Councillor petitions council over Lewes Road scheme

Posted On 02 Jun 2015 at 9:51 am

A new Brighton councillor has kicked off his first term of office with a petition calling for the release of data about the impact of the changes to Lewes Road.

Lewes Road cycle laneDaniel Yates, who was elected to represent Moulsecoomb and Bevendean and is now the Labour group’s health chief, is asking for the release of all monitoring documents produced since November 2013 with data about air quality, health, travel times and accident rates.

He is also asking for the council to consider time restricting the bus lanes and introducing measures to lessen any impact on surrounding roads.

Coun Yates said: “I think it’s crucial that local people are able to fully demonstrate their views on this. I could have simply requested a report but local feeling run very high over the Lewes Road scheme and it’s important for people to be able to show their support for this.

“The Lewes Road scheme and its impacts were mentioned by probably 75% of all those thousands I spoke to during the campaign and its impacts are felt across a range of wards. This is a chance for all those residents to have their voice.

“I’m not egotistical enough to think that I am the council. I’m more than happy to prove that I want to hear the views of residents more than once every four years.”

This use of the council’s e-petition service by a councillor is a novel one. Current guidance states that councillors are not allowed to sign petitions – however, it does not prevent them starting one.

The tactic is supported by the Labour group, with a spokesman saying: “The previous Green administration reneged on its own commitment to monitor the scheme after six months of going live. Dan, as a concerned ward councillor, is ensuring that it’s being done.”

The petition was launched on Friday and at the time of publication, it had been signed by 91 people.

However, it has been slammed as an unnecessary, ill-informed waste of time and money by the Greens, who originally implemented the scheme.

Convenor Phelim Mac Cafferty said: “The Lewes Road scheme is innovative and forward-thinking.
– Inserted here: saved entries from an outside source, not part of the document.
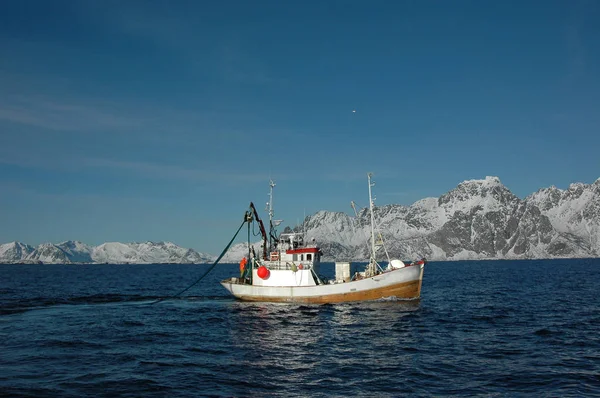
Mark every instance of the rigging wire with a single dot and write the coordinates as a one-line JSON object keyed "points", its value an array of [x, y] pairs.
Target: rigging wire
{"points": [[246, 219]]}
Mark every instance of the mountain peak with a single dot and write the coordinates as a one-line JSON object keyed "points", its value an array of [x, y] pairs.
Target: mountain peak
{"points": [[489, 181]]}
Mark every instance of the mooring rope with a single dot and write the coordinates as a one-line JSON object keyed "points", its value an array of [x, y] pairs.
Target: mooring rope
{"points": [[246, 218]]}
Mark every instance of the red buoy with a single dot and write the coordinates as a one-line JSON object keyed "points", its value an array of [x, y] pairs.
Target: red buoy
{"points": [[263, 272]]}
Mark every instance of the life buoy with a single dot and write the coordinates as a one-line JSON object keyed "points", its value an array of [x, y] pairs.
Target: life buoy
{"points": [[263, 272]]}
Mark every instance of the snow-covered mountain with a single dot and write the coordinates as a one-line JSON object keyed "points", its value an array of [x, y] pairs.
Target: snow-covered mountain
{"points": [[479, 219], [70, 252]]}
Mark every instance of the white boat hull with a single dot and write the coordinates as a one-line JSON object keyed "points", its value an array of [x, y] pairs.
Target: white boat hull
{"points": [[403, 283]]}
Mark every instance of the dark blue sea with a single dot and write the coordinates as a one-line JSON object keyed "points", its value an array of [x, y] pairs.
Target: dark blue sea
{"points": [[481, 328]]}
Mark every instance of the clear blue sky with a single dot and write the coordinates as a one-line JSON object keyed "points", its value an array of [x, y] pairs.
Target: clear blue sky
{"points": [[161, 120]]}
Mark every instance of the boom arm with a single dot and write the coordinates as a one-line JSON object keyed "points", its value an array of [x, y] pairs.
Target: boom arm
{"points": [[263, 232]]}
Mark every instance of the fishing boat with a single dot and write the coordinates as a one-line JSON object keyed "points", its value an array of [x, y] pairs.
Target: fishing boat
{"points": [[287, 269]]}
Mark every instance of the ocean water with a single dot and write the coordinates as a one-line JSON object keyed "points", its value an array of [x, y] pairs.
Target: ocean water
{"points": [[481, 328]]}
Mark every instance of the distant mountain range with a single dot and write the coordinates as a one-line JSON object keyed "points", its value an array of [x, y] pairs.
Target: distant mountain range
{"points": [[479, 219], [74, 252]]}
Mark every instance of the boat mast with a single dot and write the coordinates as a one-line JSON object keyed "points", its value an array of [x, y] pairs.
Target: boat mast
{"points": [[270, 210], [372, 263]]}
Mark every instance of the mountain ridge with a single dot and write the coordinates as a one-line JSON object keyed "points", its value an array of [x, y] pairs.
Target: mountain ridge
{"points": [[479, 219]]}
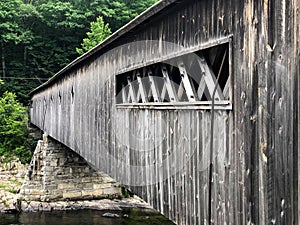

It was widely supported in one of the biggest and most in-depth consultations ever conducted in our city.

“It continues to be subject to extensive ongoing monitoring and by all measures, it’s been a success.

“More journeys are being made by bus, taxi and bike and fewer journeys are being made by car, bus journeys are now quicker and more reliable.

“There is no significant displacement of traffic to other routes and significantly, air quality, dire for so many years along this road, is finally showing improvement.

“This is what we promised and what has been delivered. It is good news for our city and for the health of our residents.

“The improved Lewes Road will help the city to keep moving into the future, as the number of residents and visitors continues to grow.

“The next monitoring surveys will be carried out this autumn, to enable comparisons with data collected in November 2012 and 2013 and I will be as interested as anyone to see the results.

“It takes time to fully understand the impact of a large scheme like this. However by no measure, to date, can it be shown to have failed or there to be any justification for a review.

“This would be an utter waste of officer time and incredibly limited city council funds.

“Also what sort of message would it send if we were to reverse this work that was paid for by the Department for Transport? They would think long and hard before they would invest in any more transport initiatives in our city.”

  1. feline1 Reply

    When cycling, I find the new layout (with the cycle lane going behind bus shelters) to be a big improvement.
    There’s still some bits though when the line markings are a half-assed pot-holed mess,
    and the biggest bugbear is people continually parking in the cycle lane between Vogue Gyratory and the Level. I defy anyone to cycle that stretch and not have to move out round at least half a dozen cars parks on double yellows (sometimes even ‘No Loading’ stripes) blocking the cycle lane. What is the point of narrowing the road with a cycle lane if the council lets selfing twits use it as a parking bay? Why can’t the parking team give them tickets?!?!

  2. Arthur Petworth Reply

    Too Right! There are parked cars on yellow lines almost permanently on Lewes Road just after the Level.

  3. graham Bradley Reply

    maybe cycleists would like to dip there hand in there pockets and help pay for these lanes oops shuldent use fowl language

    • Martin Green Reply

      Um, why do you think cyclists dont pay tax?!? You would have to be a proper hermit to not pay tax in this country because of VAT, income tax e.t.c.

      Many of these sort of schemes are part funded by sustrans which is a cycling promotion charity that many cyclists choose to give money to actually too.

  4. Craig Reply

    There is not enough (read near zero) parking facilities on the commercial stretch of Lewes road between the level and vogue gyratory. This is an area where small retail businesses need as much trade as possible to survive. As a VED/Road fund payer and therefore someone who actually contributes to the cost of the road I would rather see open thriving shops and communities, with adequate parking rather than boarded up shopfronts and unobstructed cycle lanes.

  5. Bob Reply

    You don’t need a petition to get the council to release all the data it has on the scheme, just a freedom of information request.

  6. Adam Campbell Reply

    I recently spoke to the chap who is in charge of air quality monitoring in the city and very helpful he was too. He revealed that the air quality at the Vogue Gyratory has not improved one jot since the ‘improvements’. He was also good enough to tell me that the active monitoring station has been hidden up Hartington Rd so infact the quality may have got worse. The green desire to make the facts fit their vision is written on the lungs and hearts of the people of the Lewes Rd.